残る三匹の飛龍は、三日で悉く撃ち落とされ、屠られ。
地上に残るモンスターも斬られ、削られ。
傾いていた戦況は一気に逆転して、事態は一気に収束、そして終息へと向かっていった。
王都リグラエルを襲ったモンスターの大襲撃事件、それを制した英雄の名は――レオポルド。
年齢も、外見も不明な彼は、冒険者ギルドがボユの港より呼んだ、南の大陸の英雄なのだという。
――ならば濃い肌に濃い髪の色をしているのだろうか。
――背もあまり高くはないのかもしれない。
――だが屈強な男性であることは間違いないのだろう。
――その得物は剣。一本の剣。
――剣一本で、モンスターをバッサバッサと切り捨てていったというんだからな!
人々は復興の中で王都リグラエルを救い、そして風のように去って行った英雄の名を……レオポルドの名を、噂しあった。
――それにしても情けない、王様は何をしていたんだ。
――まったくだ、最後には王宮に引き籠って出てこなかったというぜ?
――かー!……なっさけねぇ、百年二百年の歴史って言っといてそれかい。
――いいよなぁ、王様は、王家に生まれたってだけ勝ち組人生だ。
――それにしても、どうして王様は、英雄レオポルドを引き止めなかったんだ?
地方より番役、大番役に任ぜられ、あるいは志願して王都へ戻った貴族達も、噂を、そのそれぞれの派閥の中でこねくり回す。

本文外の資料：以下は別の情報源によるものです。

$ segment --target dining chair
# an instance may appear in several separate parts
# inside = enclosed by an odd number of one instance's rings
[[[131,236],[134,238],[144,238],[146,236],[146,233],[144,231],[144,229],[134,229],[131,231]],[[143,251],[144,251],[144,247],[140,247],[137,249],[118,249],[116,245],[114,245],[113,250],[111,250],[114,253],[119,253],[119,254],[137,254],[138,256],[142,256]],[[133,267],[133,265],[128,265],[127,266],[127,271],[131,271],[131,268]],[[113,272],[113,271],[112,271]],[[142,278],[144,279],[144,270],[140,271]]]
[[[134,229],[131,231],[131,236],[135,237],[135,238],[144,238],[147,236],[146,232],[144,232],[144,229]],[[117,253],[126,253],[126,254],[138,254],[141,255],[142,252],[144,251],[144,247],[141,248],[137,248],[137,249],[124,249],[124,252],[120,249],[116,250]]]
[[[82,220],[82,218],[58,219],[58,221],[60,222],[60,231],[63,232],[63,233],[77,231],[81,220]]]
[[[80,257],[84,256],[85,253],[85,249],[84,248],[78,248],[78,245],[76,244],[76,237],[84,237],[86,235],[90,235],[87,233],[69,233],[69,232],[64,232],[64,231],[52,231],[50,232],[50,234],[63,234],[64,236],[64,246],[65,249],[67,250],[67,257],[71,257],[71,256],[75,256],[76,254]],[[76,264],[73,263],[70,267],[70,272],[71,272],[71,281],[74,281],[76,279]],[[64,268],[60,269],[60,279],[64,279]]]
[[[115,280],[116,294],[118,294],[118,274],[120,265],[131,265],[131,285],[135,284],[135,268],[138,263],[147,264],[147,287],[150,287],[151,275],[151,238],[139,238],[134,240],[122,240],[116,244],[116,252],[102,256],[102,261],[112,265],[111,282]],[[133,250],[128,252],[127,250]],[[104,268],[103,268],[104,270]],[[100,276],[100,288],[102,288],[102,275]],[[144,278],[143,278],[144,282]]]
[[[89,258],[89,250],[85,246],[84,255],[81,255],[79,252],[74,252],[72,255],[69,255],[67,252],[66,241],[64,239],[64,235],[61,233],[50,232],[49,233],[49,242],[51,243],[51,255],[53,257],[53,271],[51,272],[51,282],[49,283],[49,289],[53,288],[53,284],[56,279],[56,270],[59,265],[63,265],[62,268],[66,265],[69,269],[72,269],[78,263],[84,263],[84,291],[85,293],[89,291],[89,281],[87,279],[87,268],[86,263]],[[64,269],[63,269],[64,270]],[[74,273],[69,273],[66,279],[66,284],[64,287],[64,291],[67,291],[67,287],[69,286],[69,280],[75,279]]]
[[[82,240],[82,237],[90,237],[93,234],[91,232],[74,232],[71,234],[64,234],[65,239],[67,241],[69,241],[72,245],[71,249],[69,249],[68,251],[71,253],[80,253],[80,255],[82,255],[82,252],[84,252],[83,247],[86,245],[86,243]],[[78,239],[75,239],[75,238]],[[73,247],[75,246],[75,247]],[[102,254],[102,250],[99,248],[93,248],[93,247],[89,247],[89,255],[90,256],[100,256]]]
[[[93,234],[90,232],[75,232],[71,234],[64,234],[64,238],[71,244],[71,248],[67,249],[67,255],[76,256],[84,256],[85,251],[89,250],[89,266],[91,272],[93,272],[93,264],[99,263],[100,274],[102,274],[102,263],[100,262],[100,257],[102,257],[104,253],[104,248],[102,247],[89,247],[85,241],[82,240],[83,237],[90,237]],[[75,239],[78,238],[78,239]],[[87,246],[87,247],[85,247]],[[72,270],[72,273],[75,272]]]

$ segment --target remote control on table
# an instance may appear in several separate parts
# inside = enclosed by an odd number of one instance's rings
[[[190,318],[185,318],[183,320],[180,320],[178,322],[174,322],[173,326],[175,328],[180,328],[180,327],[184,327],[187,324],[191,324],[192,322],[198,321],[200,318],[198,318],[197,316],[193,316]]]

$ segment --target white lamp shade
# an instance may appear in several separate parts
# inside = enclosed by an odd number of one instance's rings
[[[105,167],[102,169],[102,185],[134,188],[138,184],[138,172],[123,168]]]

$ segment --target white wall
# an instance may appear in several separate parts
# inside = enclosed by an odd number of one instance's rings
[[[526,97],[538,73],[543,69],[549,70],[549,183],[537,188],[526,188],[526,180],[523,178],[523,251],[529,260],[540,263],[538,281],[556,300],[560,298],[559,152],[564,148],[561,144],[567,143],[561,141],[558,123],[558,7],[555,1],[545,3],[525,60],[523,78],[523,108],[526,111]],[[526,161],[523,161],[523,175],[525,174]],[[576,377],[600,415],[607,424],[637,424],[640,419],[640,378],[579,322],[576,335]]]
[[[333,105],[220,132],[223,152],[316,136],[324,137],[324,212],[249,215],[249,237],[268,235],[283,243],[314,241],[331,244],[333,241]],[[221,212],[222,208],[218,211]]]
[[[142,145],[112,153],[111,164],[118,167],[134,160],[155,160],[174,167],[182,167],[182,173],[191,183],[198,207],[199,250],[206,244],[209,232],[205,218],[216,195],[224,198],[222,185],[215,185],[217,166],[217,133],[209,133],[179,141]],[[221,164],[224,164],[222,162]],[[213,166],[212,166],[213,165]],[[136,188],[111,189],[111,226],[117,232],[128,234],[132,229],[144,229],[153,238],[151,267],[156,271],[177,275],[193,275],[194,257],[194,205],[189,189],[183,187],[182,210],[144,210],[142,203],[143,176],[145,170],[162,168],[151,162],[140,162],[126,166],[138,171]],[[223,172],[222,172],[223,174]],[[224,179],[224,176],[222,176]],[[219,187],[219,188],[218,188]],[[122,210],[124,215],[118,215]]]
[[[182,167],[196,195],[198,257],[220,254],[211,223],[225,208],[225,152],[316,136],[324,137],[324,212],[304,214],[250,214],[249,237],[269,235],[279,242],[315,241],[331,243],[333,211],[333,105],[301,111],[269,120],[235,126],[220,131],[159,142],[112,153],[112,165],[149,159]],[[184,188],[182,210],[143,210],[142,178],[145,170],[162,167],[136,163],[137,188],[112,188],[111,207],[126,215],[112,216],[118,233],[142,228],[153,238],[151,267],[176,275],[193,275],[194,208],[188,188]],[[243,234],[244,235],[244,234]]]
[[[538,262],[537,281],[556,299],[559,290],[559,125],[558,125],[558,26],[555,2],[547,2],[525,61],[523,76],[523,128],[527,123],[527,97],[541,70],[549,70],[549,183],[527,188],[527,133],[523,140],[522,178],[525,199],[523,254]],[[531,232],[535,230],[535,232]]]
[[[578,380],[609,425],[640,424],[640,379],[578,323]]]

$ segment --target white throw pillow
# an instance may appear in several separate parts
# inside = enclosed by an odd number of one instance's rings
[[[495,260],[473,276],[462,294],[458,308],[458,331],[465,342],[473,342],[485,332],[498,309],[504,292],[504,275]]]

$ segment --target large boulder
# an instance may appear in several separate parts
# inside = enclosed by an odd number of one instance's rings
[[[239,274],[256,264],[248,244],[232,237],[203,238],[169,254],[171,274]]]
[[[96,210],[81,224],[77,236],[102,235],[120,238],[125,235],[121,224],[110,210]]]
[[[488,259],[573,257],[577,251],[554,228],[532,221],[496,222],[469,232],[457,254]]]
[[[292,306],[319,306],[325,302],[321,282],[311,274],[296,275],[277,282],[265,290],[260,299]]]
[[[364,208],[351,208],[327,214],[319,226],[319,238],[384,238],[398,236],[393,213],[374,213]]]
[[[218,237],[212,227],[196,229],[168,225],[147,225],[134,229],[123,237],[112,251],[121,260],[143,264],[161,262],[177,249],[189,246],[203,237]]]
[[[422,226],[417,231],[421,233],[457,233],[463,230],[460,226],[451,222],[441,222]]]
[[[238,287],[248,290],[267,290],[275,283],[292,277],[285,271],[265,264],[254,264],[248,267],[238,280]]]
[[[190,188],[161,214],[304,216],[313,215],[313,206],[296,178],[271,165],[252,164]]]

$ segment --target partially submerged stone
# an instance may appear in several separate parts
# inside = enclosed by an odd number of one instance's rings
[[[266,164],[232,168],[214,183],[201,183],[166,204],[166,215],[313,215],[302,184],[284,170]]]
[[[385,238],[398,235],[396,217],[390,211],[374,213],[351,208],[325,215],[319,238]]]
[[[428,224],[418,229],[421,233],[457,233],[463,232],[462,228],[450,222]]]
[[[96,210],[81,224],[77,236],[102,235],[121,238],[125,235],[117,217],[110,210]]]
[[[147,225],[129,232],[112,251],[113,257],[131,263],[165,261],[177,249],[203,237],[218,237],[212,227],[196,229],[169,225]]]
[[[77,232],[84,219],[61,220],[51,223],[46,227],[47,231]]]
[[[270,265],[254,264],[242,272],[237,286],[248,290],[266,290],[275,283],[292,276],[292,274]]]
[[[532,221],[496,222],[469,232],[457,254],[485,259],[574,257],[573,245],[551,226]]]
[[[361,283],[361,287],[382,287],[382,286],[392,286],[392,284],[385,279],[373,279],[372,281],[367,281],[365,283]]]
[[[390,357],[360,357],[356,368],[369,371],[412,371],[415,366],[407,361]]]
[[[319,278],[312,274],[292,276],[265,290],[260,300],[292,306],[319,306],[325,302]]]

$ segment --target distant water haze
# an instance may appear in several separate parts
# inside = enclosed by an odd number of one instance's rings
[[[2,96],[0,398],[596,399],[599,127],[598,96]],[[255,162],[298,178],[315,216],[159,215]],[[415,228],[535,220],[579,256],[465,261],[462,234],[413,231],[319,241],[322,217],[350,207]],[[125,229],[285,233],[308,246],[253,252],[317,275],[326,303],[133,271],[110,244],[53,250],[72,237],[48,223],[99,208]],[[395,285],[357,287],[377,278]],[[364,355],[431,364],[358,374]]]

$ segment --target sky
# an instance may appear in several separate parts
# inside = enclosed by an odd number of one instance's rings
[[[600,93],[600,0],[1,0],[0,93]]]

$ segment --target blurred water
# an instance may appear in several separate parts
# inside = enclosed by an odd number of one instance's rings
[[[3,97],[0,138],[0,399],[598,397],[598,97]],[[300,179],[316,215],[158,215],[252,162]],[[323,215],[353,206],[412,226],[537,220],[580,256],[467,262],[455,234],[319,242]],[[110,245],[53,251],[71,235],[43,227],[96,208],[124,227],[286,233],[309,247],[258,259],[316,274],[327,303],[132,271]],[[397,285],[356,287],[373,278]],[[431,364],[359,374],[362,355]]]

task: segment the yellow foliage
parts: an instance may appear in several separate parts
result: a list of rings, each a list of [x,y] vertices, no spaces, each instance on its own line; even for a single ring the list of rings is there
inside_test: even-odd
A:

――どうして取り込まなかったのか。王は何を考えておられる。
――それだけの者、帝国との戦争には不可欠ではないか?
――戦争は、あるのか? 大遠征となるが。
――現実的ではないな。だが何もしないわけにもいかぬだろうよ。
――それよりもこたびの騒動には内憂の存在が不可欠。誰がやった?
そしてユーマ王国、その国王でさえも、しかし知ることは国民や臣下の者達と、そう大差ないモノであった。
――ワシでさえ、レオポルドとやらの顔も知らぬとは。
――どうして叙勲も、褒美も、名声でさえも受け取らず去った。
――それはもう慎ましさなどではない。王家への反逆にも等しい。
――英雄に、報いなかった王に、下々の不満は高まっている。
――ああ、後世には、私が歴代でもっとも愚かな王であったと記されるであろう。
そうして、英雄レオポルドが王都リグラエルを救い、そして姿を消してから三年。
レオは十四歳の誕生日を祝った。
ラナは十六歳になっていた。
ところで、ロレーヌ商会が近年、売り出した始めた商品がある。
それはペクチンゼリーと、ボユの港で水揚げされる特殊な海産物の、内臓の一部を使った商品で、それを男性のソレに被せ、コトをすると、女性が妊娠をしないですむ、お互いに性病もかかりにくくなるという、素材の割には不快な匂いもない、画期的な商品だった。
発案者は不明。
だが一部の者達は知っている。
ロレーヌ商会の、突飛な商品は、ひとりの天才によるモノなのだと。
自分がほしいから、自分が必要だからと、次々に色々な物を創り出してきたのだと。
レオはもう、女装の似合う少年などではなく、見間違いようもない「男」となっていた。